A late-June, National Labor Relations Board-proposed rulemaking would take steps likely cutting the union representation election period from an average of 45–60 days to 10–21 days, according to Washington, D.C.-based Associated Builders & Contractors, while severely limiting an employer’s ability to effectively communicate to workers the impact of unionization.
Three of four NLRB Members noted that proposed amendments to the agency’s election rules and regulations fact sheet “are intended to reduce unnecessary litigation, streamline pre- and post-election procedures, and facilitate the use of electronic communications and document filing.”
Dissenting Member Brian Hayes contends that the proposed rules “will substantially (1) shorten the time between the filing of the petition and the election date, and (2) limit the opportunity for full evidentiary hearing or Board review on contested issues involving appropriate unit, voter eligibility, and election misconduct. The principal purpose for this radical manipulation of our election process is to minimize, or rather, to effectively eviscerate an employer’s legitimate opportunity to express its views about collective bargaining.”
Concurrent with the NLRB move, ABC cites a Department of Labor-proposed rulemaking that would reinterpret what constitutes “persuader” activity under the Labor-Management Reporting and Disclosure Act. It would subject management attorneys, consultants and perhaps trade associations to what ABC contends are onerous and unnecessary disclosure requirements to the federal government.

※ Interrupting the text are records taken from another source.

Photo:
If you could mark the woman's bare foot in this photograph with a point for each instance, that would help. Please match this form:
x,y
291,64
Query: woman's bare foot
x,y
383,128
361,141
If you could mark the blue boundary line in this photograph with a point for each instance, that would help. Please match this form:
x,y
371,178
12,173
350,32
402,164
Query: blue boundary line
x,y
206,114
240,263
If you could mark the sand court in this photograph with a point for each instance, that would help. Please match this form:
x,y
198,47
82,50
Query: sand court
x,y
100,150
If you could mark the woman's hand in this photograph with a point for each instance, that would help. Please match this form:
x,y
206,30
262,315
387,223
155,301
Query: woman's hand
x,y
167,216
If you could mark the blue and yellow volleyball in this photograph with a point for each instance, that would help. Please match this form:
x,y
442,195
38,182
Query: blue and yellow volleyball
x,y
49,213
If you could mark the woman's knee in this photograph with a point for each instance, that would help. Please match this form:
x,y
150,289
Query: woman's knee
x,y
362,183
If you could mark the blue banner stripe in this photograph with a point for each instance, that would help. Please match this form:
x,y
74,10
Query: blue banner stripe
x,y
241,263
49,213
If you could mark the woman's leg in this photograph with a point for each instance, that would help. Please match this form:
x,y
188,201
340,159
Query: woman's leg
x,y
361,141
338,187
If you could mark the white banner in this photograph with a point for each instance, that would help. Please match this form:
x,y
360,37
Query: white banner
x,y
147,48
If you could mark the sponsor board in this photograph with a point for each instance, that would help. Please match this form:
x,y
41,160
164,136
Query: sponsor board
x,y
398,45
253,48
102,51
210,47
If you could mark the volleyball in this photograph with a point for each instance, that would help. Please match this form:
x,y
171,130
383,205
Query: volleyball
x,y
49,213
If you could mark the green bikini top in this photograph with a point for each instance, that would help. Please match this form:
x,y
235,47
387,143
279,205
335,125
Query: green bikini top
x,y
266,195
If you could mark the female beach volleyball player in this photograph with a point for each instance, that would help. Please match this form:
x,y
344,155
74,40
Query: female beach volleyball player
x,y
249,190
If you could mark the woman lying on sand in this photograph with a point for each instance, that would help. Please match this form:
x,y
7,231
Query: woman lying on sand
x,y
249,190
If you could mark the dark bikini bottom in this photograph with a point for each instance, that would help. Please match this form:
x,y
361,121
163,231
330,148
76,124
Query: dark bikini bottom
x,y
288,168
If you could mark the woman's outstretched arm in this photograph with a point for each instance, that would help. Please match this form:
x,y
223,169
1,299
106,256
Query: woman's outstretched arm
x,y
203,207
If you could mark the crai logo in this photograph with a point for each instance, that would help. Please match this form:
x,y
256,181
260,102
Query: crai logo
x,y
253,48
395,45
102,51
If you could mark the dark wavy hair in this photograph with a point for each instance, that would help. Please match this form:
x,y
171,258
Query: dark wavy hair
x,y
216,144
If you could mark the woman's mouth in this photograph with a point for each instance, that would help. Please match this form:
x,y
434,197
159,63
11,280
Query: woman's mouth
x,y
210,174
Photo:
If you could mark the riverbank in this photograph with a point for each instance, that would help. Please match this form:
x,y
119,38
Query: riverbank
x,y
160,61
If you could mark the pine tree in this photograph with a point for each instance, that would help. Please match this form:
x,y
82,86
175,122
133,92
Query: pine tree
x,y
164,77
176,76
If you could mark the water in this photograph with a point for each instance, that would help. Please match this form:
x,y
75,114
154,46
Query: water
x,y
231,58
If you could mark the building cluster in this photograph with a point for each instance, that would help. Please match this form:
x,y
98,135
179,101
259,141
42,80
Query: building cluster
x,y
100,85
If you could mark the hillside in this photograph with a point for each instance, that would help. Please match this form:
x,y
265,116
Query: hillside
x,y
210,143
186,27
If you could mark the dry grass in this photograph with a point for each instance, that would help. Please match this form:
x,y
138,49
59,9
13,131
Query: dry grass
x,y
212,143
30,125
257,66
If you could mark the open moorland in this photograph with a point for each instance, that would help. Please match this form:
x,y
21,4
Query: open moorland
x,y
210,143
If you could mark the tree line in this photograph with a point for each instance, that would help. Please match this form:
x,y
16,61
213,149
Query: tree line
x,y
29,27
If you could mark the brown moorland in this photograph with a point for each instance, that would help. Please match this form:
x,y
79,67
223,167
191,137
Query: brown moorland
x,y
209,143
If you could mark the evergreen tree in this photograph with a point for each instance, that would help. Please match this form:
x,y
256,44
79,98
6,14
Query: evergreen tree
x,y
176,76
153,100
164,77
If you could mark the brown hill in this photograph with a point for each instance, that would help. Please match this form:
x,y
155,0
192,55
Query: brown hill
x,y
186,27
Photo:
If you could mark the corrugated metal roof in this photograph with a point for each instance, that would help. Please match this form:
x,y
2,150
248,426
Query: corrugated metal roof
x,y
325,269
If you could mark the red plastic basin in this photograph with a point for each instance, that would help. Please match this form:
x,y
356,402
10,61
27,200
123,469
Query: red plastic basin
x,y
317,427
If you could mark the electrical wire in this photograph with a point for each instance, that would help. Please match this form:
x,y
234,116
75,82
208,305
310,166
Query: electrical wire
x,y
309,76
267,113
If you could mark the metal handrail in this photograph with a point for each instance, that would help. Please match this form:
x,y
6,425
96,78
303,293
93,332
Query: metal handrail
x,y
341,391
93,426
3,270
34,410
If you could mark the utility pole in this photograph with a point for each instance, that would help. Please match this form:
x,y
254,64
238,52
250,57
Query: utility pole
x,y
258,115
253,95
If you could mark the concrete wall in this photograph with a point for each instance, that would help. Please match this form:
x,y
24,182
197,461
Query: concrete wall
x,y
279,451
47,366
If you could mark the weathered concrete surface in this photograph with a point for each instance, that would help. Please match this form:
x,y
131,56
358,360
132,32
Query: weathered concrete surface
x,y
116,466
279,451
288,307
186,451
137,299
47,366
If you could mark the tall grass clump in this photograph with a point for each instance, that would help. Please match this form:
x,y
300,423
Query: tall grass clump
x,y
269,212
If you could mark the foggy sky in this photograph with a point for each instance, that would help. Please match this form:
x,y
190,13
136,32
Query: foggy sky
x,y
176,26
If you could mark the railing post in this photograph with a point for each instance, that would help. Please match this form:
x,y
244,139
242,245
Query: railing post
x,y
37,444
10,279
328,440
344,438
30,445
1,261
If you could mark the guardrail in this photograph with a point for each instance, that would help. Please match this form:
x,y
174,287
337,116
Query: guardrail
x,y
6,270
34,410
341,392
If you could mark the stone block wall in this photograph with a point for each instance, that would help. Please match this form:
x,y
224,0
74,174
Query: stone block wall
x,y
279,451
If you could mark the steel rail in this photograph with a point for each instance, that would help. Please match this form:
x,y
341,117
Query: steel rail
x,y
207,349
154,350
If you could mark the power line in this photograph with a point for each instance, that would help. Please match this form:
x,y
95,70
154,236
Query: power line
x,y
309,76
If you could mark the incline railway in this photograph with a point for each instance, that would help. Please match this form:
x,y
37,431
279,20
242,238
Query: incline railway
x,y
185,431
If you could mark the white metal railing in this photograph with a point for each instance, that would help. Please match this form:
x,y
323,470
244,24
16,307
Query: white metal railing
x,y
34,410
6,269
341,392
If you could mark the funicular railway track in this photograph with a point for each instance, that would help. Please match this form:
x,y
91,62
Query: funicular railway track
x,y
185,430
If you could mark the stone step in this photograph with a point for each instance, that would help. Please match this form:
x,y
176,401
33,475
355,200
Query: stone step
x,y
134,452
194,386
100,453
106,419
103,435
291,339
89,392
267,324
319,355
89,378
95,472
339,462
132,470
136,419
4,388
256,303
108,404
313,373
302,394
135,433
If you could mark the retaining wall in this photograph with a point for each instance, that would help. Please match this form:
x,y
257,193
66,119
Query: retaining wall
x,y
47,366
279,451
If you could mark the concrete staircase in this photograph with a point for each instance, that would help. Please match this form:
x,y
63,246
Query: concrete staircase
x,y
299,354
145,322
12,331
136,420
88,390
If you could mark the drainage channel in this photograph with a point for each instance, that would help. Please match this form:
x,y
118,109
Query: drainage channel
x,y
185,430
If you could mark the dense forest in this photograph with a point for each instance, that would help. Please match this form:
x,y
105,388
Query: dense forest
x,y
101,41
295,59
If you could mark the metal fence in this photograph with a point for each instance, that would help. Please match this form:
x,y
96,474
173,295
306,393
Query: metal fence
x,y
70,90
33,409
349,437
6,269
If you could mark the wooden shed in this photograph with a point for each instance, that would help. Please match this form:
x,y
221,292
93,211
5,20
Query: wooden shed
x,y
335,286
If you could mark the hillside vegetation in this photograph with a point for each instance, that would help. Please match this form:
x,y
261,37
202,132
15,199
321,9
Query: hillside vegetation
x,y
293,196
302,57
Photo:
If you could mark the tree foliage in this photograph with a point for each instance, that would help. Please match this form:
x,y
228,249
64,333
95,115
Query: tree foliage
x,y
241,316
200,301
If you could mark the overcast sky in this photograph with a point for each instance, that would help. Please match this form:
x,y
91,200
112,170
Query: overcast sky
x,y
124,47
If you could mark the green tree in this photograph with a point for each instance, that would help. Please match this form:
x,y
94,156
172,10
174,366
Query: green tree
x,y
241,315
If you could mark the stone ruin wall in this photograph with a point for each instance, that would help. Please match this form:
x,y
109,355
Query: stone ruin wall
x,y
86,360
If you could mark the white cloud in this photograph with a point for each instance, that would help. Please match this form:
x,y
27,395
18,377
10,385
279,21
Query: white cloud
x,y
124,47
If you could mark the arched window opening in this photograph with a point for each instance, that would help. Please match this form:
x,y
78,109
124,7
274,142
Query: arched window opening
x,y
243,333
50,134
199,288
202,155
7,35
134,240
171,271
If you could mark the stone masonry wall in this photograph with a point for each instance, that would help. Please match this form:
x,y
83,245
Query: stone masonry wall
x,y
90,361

“It appears as though the Obama administration’s job creation plan is to force unionization on employers, tell them where they can operate and then hope for the best,” says ABC Vice President of Federal Affairs Geoff Burr. “While this will create a boon in employment for Big Labor bosses, it does nothing for the millions of Americans trying to find jobs to support their families.”
Equally critical of the NLRB and Labor Department proposals is the U.S. Chamber of Commerce. “When organized labor failed to pass its top priority, the card check bill, we knew it was only a matter of time before the administration used the regulatory process to tilt the playing field in organized labor’s favor during union campaigns,” said Senior Vice President of Labor, Immigration, and Employee Benefits Randy Johnson in a statement. “The proposed rules by the DOL and the NLRB, coming one day apart, are a blatant attempt to give unions the upper hand by limiting the ability of employers to exercise their free speech rights. Unions already win more than 60 percent of all [NLRB] elections, undermining any argument that current rules are unfair.”